I’m so used to receiving emails from right-wing ex-pat organisations peddling the Hindu nationalist agenda that my first instinct on seeing a mail from Hindus for Human Rights (HfHR) was to delete it, but my journalistic curiosity had the better of me—and just well.

For, I was pleasantly surprised to learn that it’s actually a progressive Hindu group that campaigns to defend the human rights of “vulnerable” communities in India. It sees itself as a forum to promote what it calls “inclusive voices from a Hindu perspective”.

“As bigotry in the name of a (fraudulent) Hinduism has become more powerful than ever, it is time for us to speak up,” it says.

In recent months, it has highlighted and sought to mobilise international public opinion around issues like the treatment of Muslims in India, the crackdown in Kashmir and intolerance of free speech. It also spoke up for Indian farmers during their long agitation against the Modi Government’s botched attempt to push through arbitrary agricultural reforms.

Wonder how many in India have heard of HfHR.

Brushed up?

Imagine receiving an expensive new brand of after-shave or a bag of high-end cosmetics you never ordered. Many Brits have reported receiving such mystery parcels and when they tried to return them, they were told these were theirs to keep.

A journalist who received an unsolicited package of a “posh-looking body-care wash” later discovered that she had inadvertently been drawn into a scam. It’s called “brushing” —a trick used by some companies to inflate their sales figures.

“An unscrupulous seller sends products to unsuspecting people then falsely logs it as a genuine sale to inflate turnover and mislead others into buying it,” she wrote.

According to the consumer magazine “Which?” the trend is spreading fast with nearly a million households likely to have ended up with unexpected freebies. Well,

I’m not among them. Not yet.


Racism? What racism?

The English cricket race row, sparked by the Pakistani-origin cricketer Azeem Rafiq’s explosive claims of racism against his Yorkshire County Cricket colleagues, has prompted an interesting discussion on Yorkshire’s in-your-face and politically incorrect attitude. Or what The Times’ columnist Janice Turner calls its “ribald spirit and individualism and bluntness”.

Azeem Rafiq`
Azeem Rafiq`

“Its most revered warriors were dour, cussed, stubborn individualists epitomised by ‘King’ Geoffrey Boycott...accumulating runs at his own selfish pace, heedless of his team’s needs. Yorkshire’s credo was: “Hear all, see all, say nowt; Eat all, sup all, pay nowt...”, she wrote.

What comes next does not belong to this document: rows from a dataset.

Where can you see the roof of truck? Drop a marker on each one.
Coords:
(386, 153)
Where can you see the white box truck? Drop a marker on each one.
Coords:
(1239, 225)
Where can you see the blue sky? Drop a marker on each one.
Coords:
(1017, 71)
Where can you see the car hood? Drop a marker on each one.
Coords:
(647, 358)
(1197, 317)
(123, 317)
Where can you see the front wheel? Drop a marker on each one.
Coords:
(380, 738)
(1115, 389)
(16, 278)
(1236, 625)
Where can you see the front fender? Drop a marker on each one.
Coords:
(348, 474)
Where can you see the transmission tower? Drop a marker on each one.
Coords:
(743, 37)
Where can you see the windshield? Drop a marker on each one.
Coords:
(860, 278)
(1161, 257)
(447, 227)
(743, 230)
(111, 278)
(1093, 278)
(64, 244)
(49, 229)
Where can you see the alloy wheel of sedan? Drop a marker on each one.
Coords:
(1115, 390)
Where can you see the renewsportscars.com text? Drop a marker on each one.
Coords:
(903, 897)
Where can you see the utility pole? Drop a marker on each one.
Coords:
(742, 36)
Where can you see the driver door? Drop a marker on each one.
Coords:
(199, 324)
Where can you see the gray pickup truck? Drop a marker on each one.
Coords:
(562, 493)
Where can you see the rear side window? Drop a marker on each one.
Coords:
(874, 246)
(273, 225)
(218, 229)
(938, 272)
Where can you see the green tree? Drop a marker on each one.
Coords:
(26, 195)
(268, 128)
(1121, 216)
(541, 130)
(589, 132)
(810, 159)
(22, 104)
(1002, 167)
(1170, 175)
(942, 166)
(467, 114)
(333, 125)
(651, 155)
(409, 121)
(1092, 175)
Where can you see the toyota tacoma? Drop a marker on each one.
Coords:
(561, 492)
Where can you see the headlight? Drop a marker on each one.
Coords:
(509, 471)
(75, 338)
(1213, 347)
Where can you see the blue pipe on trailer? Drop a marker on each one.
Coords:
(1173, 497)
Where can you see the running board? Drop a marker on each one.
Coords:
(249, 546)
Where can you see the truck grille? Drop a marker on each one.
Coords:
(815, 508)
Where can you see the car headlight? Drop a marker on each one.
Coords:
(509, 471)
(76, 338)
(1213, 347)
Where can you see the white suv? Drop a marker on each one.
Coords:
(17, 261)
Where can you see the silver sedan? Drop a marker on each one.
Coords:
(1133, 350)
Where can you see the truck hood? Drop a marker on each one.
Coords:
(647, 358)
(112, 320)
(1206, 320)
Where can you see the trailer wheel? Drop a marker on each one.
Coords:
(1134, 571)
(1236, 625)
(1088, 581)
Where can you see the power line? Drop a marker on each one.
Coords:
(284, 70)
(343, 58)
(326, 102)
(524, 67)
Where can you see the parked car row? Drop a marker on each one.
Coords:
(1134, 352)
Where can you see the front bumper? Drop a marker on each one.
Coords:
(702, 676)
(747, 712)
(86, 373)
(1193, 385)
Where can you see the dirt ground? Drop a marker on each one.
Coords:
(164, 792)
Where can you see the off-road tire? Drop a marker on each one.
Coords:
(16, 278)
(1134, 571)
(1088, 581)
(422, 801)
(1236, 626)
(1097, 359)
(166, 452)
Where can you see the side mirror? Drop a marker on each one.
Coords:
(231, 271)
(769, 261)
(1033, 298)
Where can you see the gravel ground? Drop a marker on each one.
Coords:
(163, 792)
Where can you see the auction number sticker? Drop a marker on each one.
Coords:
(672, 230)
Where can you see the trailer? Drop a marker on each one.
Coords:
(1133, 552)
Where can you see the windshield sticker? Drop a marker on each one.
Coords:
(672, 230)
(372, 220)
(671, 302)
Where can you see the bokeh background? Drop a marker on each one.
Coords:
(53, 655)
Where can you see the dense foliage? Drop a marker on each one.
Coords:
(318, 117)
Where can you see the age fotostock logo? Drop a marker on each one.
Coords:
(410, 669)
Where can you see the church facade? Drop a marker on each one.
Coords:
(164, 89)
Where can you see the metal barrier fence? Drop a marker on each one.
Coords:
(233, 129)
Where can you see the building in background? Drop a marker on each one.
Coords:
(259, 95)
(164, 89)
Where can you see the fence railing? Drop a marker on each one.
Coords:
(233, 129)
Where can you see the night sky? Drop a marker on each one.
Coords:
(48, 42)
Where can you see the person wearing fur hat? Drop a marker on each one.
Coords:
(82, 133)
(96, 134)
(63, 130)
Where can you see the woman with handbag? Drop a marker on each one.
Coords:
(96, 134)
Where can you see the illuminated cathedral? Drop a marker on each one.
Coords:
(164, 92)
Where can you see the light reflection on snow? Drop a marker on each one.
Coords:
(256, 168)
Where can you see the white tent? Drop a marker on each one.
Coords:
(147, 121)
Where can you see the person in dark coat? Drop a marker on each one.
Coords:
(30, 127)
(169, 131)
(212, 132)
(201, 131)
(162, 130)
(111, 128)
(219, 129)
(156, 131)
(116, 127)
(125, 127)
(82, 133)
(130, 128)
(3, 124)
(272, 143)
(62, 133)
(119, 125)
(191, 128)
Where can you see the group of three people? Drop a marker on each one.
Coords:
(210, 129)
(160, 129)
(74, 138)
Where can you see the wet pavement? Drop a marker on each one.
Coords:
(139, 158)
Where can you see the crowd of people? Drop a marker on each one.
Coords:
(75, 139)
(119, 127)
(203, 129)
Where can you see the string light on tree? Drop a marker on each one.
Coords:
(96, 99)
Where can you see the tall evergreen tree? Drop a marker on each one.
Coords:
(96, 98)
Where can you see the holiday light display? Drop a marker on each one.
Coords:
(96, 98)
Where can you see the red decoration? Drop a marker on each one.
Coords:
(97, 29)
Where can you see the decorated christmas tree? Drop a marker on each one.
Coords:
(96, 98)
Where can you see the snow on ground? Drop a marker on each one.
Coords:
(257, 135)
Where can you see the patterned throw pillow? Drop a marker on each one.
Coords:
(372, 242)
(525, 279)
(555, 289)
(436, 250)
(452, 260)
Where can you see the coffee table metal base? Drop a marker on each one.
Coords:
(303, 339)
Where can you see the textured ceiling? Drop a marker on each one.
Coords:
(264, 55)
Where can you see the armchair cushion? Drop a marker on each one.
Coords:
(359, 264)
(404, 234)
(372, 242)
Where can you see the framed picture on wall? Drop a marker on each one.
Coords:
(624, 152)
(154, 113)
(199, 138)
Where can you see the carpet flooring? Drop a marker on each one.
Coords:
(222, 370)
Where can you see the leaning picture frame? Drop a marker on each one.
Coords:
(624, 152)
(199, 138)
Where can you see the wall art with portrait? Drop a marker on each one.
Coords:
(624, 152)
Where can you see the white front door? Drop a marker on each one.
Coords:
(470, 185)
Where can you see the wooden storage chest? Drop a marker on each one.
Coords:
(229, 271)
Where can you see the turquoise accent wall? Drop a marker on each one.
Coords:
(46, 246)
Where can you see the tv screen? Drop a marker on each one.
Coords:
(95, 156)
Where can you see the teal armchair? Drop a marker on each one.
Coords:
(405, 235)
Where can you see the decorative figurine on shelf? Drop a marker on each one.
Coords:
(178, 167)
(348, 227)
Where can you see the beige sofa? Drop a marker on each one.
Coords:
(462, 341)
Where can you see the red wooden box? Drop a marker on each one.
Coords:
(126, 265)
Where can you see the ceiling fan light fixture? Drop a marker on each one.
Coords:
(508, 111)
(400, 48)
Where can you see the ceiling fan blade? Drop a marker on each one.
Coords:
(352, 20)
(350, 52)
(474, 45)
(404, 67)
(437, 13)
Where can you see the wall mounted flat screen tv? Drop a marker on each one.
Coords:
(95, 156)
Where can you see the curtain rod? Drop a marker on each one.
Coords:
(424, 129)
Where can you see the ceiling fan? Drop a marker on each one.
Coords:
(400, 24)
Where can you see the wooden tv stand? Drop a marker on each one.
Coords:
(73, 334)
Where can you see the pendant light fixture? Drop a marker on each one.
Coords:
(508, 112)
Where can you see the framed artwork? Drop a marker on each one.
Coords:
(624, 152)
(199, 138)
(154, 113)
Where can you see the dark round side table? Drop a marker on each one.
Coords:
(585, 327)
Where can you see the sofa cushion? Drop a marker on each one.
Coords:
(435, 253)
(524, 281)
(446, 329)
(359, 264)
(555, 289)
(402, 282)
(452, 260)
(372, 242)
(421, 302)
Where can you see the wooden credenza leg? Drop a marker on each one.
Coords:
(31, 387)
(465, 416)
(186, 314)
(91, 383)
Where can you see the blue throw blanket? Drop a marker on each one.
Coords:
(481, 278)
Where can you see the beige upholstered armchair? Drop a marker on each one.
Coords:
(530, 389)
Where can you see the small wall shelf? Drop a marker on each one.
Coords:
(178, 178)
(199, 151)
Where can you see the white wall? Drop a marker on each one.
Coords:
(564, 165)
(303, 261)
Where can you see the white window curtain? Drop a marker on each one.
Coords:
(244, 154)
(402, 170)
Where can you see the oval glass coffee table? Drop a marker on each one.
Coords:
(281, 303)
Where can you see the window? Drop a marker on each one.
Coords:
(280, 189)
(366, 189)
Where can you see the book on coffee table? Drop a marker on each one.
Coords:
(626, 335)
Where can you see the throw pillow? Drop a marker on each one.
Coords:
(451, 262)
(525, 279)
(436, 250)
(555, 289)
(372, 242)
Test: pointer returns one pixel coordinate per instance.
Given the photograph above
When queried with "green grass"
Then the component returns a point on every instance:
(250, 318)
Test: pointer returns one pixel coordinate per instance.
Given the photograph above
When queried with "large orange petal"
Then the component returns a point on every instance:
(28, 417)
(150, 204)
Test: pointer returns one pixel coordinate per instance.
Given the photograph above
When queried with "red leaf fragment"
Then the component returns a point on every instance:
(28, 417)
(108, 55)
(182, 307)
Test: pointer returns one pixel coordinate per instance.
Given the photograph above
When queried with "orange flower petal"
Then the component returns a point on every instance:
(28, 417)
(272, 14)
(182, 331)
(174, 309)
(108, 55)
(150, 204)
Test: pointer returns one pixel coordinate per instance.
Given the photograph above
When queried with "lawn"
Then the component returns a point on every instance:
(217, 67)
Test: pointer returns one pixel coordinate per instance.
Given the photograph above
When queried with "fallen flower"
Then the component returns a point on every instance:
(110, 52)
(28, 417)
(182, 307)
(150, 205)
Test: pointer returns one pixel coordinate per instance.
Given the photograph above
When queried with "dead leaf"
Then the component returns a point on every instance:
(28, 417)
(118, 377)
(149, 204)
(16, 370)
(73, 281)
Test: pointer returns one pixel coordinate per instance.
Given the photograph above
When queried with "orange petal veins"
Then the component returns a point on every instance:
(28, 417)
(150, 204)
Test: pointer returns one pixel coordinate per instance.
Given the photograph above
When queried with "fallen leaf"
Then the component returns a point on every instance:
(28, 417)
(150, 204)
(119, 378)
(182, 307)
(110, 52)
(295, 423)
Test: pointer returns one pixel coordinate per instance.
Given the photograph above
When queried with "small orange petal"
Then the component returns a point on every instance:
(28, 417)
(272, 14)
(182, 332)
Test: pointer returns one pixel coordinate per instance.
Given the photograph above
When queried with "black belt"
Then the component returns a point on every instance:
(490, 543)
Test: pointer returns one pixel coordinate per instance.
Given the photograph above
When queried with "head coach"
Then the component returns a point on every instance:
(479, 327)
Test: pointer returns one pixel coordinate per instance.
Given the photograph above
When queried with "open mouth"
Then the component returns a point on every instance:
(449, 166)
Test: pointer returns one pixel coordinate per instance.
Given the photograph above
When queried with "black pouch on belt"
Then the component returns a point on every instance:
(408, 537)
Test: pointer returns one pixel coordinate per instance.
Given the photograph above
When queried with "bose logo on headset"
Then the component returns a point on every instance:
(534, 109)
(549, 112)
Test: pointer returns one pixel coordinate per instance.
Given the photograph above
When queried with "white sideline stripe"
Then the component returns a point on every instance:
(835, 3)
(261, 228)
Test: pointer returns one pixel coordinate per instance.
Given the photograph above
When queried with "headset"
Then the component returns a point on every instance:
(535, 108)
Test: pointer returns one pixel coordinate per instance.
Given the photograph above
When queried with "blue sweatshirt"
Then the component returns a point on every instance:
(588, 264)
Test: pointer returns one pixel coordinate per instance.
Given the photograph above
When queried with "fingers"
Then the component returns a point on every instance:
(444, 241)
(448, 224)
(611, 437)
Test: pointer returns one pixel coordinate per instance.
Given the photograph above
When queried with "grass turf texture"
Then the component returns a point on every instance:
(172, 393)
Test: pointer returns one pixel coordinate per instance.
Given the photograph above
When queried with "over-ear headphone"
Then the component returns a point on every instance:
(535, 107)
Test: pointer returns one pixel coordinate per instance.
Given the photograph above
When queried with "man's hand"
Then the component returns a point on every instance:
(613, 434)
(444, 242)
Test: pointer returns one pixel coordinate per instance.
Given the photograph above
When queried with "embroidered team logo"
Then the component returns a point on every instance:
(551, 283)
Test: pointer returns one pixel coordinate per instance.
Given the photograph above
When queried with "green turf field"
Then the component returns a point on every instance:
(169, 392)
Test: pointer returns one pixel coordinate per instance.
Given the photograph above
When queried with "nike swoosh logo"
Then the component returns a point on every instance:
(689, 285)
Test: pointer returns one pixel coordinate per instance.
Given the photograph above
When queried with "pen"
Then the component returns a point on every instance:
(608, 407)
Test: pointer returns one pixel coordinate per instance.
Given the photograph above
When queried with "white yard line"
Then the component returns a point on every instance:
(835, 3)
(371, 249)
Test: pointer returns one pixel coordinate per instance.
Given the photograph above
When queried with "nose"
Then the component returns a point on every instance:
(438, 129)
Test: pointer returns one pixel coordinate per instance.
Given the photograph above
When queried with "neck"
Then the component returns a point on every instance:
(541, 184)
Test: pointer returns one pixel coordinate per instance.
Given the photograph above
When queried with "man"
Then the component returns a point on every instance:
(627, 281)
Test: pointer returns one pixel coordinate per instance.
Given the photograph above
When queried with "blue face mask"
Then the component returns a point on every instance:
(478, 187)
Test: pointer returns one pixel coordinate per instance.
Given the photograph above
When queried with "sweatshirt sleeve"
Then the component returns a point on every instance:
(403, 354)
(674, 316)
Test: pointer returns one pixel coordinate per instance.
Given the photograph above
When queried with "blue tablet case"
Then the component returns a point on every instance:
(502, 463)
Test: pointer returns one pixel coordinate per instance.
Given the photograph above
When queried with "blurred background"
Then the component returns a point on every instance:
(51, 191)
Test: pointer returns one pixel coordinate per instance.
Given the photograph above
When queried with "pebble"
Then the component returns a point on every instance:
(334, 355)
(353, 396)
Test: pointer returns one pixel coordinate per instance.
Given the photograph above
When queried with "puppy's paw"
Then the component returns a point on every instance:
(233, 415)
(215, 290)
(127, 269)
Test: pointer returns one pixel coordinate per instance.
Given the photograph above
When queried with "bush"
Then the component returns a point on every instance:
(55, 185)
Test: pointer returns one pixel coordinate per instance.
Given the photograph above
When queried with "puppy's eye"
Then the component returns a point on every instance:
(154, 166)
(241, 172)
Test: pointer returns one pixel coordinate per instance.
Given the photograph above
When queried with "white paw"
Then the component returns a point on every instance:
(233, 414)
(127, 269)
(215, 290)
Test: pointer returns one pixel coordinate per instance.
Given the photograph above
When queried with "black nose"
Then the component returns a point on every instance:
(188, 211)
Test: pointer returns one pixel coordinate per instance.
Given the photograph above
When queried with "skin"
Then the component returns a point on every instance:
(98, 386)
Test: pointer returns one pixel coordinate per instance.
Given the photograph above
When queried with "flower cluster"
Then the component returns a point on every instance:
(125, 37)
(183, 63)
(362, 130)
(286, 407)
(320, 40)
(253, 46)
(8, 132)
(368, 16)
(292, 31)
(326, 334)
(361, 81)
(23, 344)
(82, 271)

In other words, boys will be boys. But racists? No.

And, lastly, there’s a joke apparently going round Westminster that the announcement of the birth of Boris Johnson’s newest baby (his seventh officially known child including four from his previous wife and one from an extramarital affair) was intended to divert attention from his current political problems. An old ploy known as the “dead cat” tactic when you fling a dead cat at a mob to distract it.